This is a normal, healthy behavior. If we had to stop and
consider or manually cause every single action in our lives,
we'd be slow moving creatures indeed. That said, there are times
that this tendency can give us trouble. It isn't so much a
direct problem as an indirect one of allowing stresses to build
up without really analyzing them. We go through our lives every
day with tiny stresses coming up again and again, and we don't
always take the time to consider how we can deal with them or
even where they come from, because of our automatic acceptance of
Today, let's focus on redirecting that routine. Just as the mind
can adopt behaviors as automatic, it can be made to think about
them and break them down into meaningful pieces of information.
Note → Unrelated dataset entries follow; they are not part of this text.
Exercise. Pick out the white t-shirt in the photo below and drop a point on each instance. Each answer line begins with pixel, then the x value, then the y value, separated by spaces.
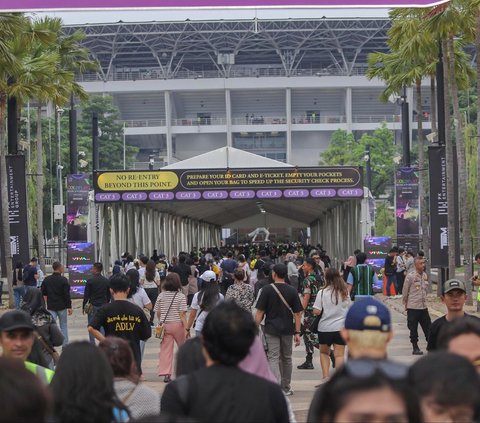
pixel 140 298
pixel 150 284
pixel 201 316
pixel 333 318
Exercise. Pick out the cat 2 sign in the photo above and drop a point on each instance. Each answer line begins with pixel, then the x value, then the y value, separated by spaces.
pixel 44 5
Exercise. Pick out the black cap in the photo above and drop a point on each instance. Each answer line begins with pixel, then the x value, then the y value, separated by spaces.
pixel 16 319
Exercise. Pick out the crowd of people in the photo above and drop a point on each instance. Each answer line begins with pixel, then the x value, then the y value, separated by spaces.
pixel 235 315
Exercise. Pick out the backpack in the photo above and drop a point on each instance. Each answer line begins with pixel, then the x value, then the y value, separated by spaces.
pixel 162 270
pixel 362 279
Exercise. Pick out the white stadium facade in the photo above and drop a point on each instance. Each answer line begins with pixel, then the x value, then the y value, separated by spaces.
pixel 269 85
pixel 278 88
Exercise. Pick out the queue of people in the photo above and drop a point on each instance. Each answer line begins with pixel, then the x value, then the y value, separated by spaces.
pixel 235 338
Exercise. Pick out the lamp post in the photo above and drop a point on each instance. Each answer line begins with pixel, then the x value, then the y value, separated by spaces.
pixel 59 183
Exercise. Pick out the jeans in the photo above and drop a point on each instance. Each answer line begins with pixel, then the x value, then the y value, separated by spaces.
pixel 152 294
pixel 414 317
pixel 18 293
pixel 390 279
pixel 62 318
pixel 279 357
pixel 89 321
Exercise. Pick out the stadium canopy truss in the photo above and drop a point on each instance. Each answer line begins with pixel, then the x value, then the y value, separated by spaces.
pixel 171 50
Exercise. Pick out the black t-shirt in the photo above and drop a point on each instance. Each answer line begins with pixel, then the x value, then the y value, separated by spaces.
pixel 125 320
pixel 278 318
pixel 28 276
pixel 184 271
pixel 437 328
pixel 390 268
pixel 232 395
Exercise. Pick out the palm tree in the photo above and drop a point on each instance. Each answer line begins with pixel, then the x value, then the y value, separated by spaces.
pixel 17 65
pixel 456 21
pixel 412 57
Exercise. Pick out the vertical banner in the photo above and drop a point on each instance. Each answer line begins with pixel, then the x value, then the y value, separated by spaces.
pixel 407 208
pixel 77 207
pixel 439 208
pixel 80 259
pixel 17 208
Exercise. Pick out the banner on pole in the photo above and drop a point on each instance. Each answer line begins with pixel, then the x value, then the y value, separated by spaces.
pixel 407 208
pixel 439 209
pixel 31 5
pixel 77 207
pixel 17 208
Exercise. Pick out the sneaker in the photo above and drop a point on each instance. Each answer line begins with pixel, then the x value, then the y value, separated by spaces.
pixel 307 365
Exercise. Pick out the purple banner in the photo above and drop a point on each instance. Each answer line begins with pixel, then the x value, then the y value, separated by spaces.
pixel 25 5
pixel 222 184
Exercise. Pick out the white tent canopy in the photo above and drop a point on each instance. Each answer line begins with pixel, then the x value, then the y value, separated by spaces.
pixel 227 157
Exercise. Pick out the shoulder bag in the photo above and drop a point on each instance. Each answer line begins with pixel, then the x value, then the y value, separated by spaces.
pixel 314 325
pixel 284 301
pixel 160 328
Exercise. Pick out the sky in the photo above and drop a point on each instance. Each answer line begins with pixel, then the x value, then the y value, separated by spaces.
pixel 83 17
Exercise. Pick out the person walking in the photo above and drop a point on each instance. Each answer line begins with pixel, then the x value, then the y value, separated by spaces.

To that end, we're going to look at a life-building habit called
a Stress Log.
What is a Stress Log?
In short, a stress log is a record of our day and the activities
in it. The record begins when we wake up, and takes account of
everything we encounter and do throughout the day so that later
we can look at the information and make healthy decisions about
it. The first step in any process of building a habit is
knowledge, after all.
The exact form the stress log takes isn't important. It can be a
program in our Smartphone, a document on the computer, or a
physical book. What is most important is that it is something we
are comfortable using on a regular basis and can easily access.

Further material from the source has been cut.